NB. For now, at least, the method outlined here only works with video using the H.264 (AVC) codec. Recent generations of GoPro cameras also use a newer, more efficient video codec for some high-end video modes. It’s known as HEVC or H.265. I have a separate post on working with HEVC / H.265 files and joining H.265 files with Wondershare UniConverter.
If you’re shooting video on your GoPro in any of the high frame rate and resolution settings, you have probably noticed that GoPros split the resulting video files into segments. At the highest 4K or 5.3K or high 240-fps settings, those segments might be only 6 to 8 minutes long.

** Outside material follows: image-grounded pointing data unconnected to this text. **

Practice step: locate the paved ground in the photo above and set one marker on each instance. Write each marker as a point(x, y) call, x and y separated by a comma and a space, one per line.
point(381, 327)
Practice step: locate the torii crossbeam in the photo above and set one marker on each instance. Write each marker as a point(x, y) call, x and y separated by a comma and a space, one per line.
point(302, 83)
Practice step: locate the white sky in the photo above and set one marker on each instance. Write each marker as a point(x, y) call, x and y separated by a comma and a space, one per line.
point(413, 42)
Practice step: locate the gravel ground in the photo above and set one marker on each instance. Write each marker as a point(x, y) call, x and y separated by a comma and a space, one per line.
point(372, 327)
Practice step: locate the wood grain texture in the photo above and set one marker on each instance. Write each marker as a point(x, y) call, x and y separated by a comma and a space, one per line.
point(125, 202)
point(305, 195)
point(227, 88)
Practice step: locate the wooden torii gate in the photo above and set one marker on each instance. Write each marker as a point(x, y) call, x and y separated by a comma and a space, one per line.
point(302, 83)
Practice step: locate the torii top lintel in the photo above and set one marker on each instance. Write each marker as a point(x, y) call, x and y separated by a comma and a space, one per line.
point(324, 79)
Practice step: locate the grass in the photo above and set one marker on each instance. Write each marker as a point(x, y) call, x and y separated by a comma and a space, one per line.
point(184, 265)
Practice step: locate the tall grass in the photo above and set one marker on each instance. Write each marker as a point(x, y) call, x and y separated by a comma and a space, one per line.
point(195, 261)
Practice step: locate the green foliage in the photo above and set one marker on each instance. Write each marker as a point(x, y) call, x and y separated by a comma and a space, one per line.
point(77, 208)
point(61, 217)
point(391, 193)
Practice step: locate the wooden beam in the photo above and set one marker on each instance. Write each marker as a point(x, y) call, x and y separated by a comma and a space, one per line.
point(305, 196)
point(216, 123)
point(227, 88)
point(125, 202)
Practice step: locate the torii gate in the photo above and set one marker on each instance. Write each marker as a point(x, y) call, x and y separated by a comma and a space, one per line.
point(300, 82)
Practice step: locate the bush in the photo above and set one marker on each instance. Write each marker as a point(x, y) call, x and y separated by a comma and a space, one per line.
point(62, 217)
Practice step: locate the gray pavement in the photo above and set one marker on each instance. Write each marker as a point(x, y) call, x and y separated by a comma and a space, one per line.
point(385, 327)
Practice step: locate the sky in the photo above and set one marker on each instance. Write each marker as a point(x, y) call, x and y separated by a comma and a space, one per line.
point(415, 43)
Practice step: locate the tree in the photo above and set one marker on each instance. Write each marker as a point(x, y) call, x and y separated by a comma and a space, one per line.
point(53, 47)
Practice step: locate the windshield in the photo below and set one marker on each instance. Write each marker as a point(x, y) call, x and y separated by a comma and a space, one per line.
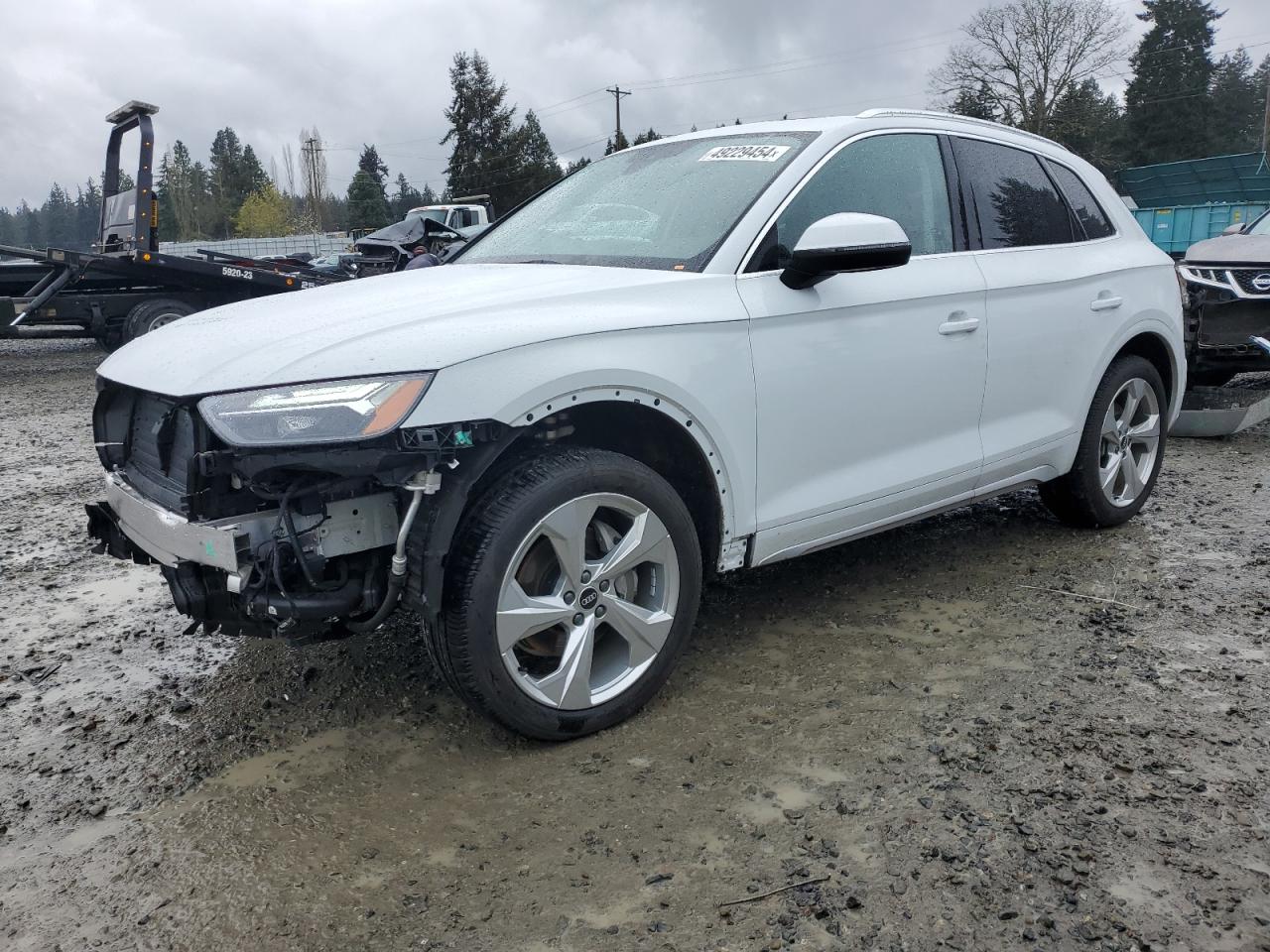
point(667, 206)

It’s called chaptering, and there are good reasons they do it. But what if you want to join the segments back together.
There are two ways to do that. The “proper” way is to import the individual clips into a video editor like GoPro Studio (which is no longer available), Final Cut Pro X, or Adobe Premiere, make your edits on the timeline, and export a new file. But that’s slow, somewhat labor intensive, and involves re-encoding the video and applying a new round of video compression. And even if it’s not immediately obvious to the naked eye, that new round of compression inevitably involves some quality loss.

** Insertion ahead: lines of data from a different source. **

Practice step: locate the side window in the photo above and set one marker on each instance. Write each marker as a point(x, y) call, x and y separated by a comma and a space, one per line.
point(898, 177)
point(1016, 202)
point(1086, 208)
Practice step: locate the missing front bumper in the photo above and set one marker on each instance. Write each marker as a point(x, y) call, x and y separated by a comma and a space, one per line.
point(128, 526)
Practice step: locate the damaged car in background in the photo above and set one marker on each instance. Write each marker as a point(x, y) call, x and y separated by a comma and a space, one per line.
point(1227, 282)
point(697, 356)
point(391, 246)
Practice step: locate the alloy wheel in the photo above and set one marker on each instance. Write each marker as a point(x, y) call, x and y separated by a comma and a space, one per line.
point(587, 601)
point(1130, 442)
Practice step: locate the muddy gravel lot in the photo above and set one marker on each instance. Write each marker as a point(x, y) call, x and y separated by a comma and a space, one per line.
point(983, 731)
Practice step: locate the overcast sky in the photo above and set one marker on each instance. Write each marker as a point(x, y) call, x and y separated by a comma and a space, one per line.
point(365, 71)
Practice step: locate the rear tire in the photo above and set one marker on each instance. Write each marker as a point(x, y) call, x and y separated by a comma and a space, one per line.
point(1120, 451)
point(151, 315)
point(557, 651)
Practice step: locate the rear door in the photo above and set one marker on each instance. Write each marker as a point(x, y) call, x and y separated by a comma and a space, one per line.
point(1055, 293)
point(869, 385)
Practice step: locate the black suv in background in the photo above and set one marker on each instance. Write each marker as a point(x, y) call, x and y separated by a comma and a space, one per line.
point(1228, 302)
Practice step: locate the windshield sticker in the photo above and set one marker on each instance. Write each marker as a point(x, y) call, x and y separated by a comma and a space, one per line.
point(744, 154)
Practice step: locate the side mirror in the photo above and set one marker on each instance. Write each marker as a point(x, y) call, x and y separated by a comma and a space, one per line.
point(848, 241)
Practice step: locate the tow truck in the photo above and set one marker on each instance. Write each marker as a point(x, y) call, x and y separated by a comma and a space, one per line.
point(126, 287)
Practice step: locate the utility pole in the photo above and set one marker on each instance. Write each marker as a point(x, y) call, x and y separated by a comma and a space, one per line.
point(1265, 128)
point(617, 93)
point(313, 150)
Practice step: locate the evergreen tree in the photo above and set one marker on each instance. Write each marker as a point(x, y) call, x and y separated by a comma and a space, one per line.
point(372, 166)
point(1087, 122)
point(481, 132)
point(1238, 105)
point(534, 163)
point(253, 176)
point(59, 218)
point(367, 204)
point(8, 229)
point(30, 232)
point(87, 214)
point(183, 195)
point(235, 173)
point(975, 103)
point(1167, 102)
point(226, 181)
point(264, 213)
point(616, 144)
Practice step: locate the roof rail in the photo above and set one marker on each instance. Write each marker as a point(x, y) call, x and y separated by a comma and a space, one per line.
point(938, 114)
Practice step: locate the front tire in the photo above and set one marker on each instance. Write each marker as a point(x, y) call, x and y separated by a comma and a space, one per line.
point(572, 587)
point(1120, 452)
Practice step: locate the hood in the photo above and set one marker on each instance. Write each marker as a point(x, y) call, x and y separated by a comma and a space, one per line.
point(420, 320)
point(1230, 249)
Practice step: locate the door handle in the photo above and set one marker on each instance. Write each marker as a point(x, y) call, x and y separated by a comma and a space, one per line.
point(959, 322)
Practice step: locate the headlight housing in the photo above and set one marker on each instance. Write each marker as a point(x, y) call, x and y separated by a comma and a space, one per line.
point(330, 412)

Sometimes you might just want a quick method to join MP4 clips back together without the hassle of going through a video editing app and re-encoding the file.
Joining GoPro Video Segments with MP4Joiner
There are apps that can do that. They simply join the clips back together without re-encoding the video and applying another round of compression. So you don’t lose any quality, and it’s usually much quicker.

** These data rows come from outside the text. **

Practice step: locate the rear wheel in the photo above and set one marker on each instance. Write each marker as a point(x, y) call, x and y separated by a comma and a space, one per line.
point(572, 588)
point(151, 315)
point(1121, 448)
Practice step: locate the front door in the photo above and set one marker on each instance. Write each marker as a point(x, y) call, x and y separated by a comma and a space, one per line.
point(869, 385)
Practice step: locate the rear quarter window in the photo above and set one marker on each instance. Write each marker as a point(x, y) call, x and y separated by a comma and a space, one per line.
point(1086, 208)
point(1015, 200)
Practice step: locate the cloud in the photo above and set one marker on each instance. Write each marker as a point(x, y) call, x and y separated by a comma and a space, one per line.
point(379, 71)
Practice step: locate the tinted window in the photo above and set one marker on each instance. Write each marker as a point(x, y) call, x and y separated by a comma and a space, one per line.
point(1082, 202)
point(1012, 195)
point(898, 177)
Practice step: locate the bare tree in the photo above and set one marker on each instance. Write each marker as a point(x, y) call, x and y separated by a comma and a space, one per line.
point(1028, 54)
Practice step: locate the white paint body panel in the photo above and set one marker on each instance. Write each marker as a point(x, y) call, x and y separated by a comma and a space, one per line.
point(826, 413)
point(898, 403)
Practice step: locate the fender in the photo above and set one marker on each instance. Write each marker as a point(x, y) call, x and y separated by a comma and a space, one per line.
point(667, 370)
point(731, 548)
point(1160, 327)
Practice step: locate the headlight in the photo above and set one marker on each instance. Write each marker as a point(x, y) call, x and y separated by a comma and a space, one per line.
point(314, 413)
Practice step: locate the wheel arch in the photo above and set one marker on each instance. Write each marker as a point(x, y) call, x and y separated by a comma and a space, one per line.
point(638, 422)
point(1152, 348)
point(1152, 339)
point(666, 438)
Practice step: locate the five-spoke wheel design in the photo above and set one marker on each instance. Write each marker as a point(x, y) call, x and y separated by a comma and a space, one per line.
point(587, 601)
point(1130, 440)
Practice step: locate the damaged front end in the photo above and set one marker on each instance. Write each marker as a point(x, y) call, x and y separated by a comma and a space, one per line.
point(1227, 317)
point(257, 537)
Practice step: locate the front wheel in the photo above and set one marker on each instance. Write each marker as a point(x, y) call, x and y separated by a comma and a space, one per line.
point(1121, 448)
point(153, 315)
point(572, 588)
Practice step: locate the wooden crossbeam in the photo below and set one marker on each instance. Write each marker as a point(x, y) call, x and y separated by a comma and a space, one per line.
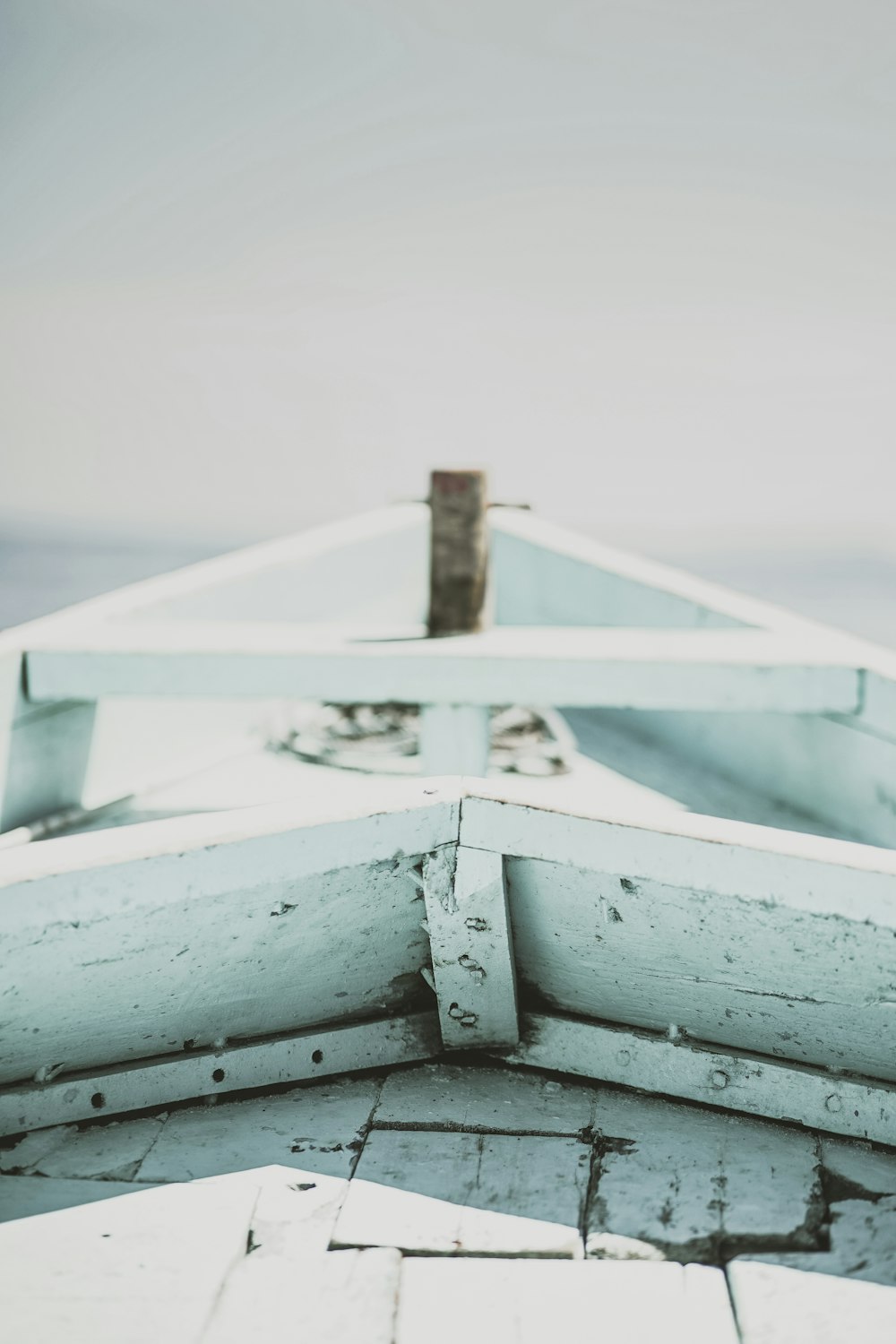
point(626, 668)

The one I’m focusing on here is MP4Joiner. It’s free, it does what it says it will do, and it’s open source, and cross-platform, with versions for Windows, Mac, and Linux. There’s nothing specific to GoPro about it–it works with any MP4 file. You can download it here.
There’s also not much to it, so this is a pretty brief guide.
Once you’ve opened MP4Joiner, you simply drag and drop the MP4 file segments created by the GoPro directly onto the app. One thing to watch, though, is that you only add the MP4 files and not any of the associated preview or metadata files. So don’t include any THM or LRV files, for instance.
It’s pretty basic. If you want to reorder them you simply add them in the order you want–there’s no drag-and-reorder option. You don’t need to select only some of the displayed clips–nor can you, for that matter–it will join all the clips that are imported into the app.
The stats down the bottom will tell you the total duration of the combined clips as well as the total size of the file that will be generated.
You can specify where you want the joined MP4 saved, but that’s about it.
And the options are pretty basic. You can force it to re-encode the video, but most of the time that’s probably not what you want, and if it is what you want you probably don’t want to do it in this app.
Once you’ve saved the new file, you can use it just like any other very large MP4 file. And because it has been joined, not re-encoded, there’s no quality loss.
Some Reasons Not to Join GoPro MP4 Videos
Joining segmented video files to make one very large file isn’t always a good idea. Sometimes bigger isn’t better, and multi-gigabyte data files can fall into that category. So there are times you might want to think twice before doing it.
The main reason GoPro cameras split up the videos in segments just under 4GB is that some common filesystems have a 4GB limit as the maximum size they support for a single file. That’s true of anything using the old FAT32 filesystem, like old versions of Windows, for instance.
There are some obvious places you might run into that. It shouldn’t be an issue with most computers newer than a few years old—most new operating systems use newer filesystems like exFAT or variations that support much larger individual files.
But it might be an issue with the storage systems that the computer interacts with. For example, even new microSHDC memory cards (and the larger SDHC cards) use FAT32. If you’re backing up to an external hard drive, it might be formatted as FAT32, especially if it was formatted to be broadly compatible with several different operating systems such as Mac and Windows. And online cloud backup services often have a maximum file size limit that’s within range of the kind of filesize you’d get from joining GoPro video segments. Trying to upload a 20GB video file to a service that has a 10GB maximum file size isn’t going to work.
If you are backing up your videos to the cloud, here are some file size limits for common cloud backup services:
- Microsoft One Drive: 10GB
- Dropbox: 50GB
- Google Drive: 5TB
- Backblaze: Unlimited
- Carbonite Personal: 4GB by default; larger manually
- Crashplan Pro: Unlimited
- Box: 250MB – 5TB, depending on plan
- Amazon S3: 5GB to 5TB (larger than 5GB requires multi-part uploading)
- Amazon Glacier: 4GB+ (larger than 4GB requires multi-part uploading)
- Jungle Disk: Unlimited
Another reason not to join segments is that working with very large files can be very slow and can bring some computers to a grinding halt.
And joining video segments with third-party tools will likely remove any GoPro-specific metadata such as GPS and onboard sensors.